In [31]:
from __future__ import print_function
import keras
from keras.datasets import mnist
from keras.models import Sequential
from keras.layers import Dense, Dropout, Flatten, BatchNormalization
from keras.layers import Conv2D, MaxPooling2D
from keras import backend as K

In [32]:
from keras.backend import sigmoid
def swish(x, beta = 1):
    return (x * sigmoid(beta * x))

In [33]:
from keras.utils.generic_utils import get_custom_objects
from keras.layers import Activation
get_custom_objects().update({'swish': Activation(swish)})

In [25]:
batch_size = 128
num_classes = 10
epochs = 5

# input image dimensions
img_rows, img_cols = 28, 28

In [26]:
# the data, split between train and test sets
(x_train, y_train), (x_test, y_test) = mnist.load_data()

In [27]:
if K.image_data_format() == 'channels_first':
    x_train = x_train.reshape(x_train.shape[0], 1, img_rows, img_cols)
    x_test = x_test.reshape(x_test.shape[0], 1, img_rows, img_cols)
    input_shape = (1, img_rows, img_cols)
else:
    x_train = x_train.reshape(x_train.shape[0], img_rows, img_cols, 1)
    x_test = x_test.reshape(x_test.shape[0], img_rows, img_cols, 1)
    input_shape = (img_rows, img_cols, 1)

In [28]:
# Normalize the data
x_train = x_train / 255.0
x_test = x_test / 255.0

In [29]:
# convert class vectors to binary class matrices
y_train = keras.utils.to_categorical(y_train, num_classes)
y_test = keras.utils.to_categorical(y_test, num_classes)

model = Sequential()
model.add(Conv2D(64, kernel_size=(3, 3),
                 activation='relu',
                 input_shape=input_shape))
model.add(Conv2D(64, (3, 3), activation='relu'))
model.add(MaxPooling2D(pool_size=(2, 2)))
model.add(BatchNormalization())
model.add(Flatten())
model.add(Dense(128, activation='relu'))
model.add(BatchNormalization())
model.add(Dense(num_classes, activation='softmax'))
model.compile(loss=keras.losses.categorical_crossentropy,
              optimizer=keras.optimizers.Adam(),
              metrics=['accuracy'])
model.summary(0)

Model: "sequential_6"
_________________________________________________________________
Layer (type)                 Output Shape              Param #   
conv2d_18 (Conv2D)           (None, 26, 26, 32)        320       
_________________________________________________________________
conv2d_19 (Conv2D)           (None, 24, 24, 64)        18496     
_________________________________________________________________
max_pooling2d_10 (MaxPooling (None, 12, 12, 64)        0         
_________________________________________________________________
batch_normalization_4 (Batch (None, 12, 12, 64)        256       
_________________________________________________________________
flatten_5 (Flatten)          (None, 9216)              0         
_________________________________________________________________
dense_9 (Dense)              (None, 128)               1179776   
_________________________________________________________________
batch_normalization_5 (Batch (None, 128)              

In [30]:
model.fit(x_train, y_train,
          batch_size=batch_size,
          epochs=epochs,
          verbose=1,
          validation_data=(x_test, y_test))
score = model.evaluate(x_test, y_test, verbose=0)
print('Test loss:', score[0])
print('Test accuracy:', score[1])

Train on 60000 samples, validate on 10000 samples
Epoch 1/5
Epoch 2/5
Epoch 3/5
Epoch 4/5
Epoch 5/5
Test loss: 0.043530737339018376
Test accuracy: 0.9855999946594238


# Conclusion

I have tried to complete the requirements as were mentioned in the readme file but it was taking too long to run on my system.

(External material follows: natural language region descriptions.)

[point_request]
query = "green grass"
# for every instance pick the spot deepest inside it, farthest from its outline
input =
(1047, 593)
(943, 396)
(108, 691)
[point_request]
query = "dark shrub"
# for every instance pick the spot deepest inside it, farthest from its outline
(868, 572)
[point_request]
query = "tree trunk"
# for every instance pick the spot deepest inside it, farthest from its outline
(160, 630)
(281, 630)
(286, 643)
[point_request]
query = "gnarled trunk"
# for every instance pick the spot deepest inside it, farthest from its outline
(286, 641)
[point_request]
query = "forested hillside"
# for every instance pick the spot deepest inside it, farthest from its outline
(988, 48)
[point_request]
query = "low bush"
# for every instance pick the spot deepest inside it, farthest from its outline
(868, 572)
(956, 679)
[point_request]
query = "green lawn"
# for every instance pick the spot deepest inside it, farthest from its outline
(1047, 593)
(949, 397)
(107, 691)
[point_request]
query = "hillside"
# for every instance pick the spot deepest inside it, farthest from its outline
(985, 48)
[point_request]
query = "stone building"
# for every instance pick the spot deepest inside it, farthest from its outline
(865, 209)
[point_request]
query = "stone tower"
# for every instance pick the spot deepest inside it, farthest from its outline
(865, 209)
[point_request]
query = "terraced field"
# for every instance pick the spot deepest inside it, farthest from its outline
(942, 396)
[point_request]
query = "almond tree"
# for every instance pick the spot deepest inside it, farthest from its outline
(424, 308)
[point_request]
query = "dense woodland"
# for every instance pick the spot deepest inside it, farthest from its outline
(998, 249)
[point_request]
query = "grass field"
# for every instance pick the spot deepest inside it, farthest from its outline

I have tried to tweak a little.

At last after waiting for few minutes, I decided to move with 5 epochs only.

The changes, which I have made here are as follows:
-----------------------------------------------------------------------------
I have implemented grayscale normalization to reduce the effect of illumination's differences and CNN converg faster on (0-1) than on (0-255).

I removed dropout layer and replaced it with BatchNormalization layer because it normalizes the output from the previous layer and thus reduces the effect of outlier pixels. So it reduces the effect of overfitting. I have also changed the filter size to 64 in the first conv layer.

Other possibilities which I was about explore were:

Using different activation function, LR decay, Early stop.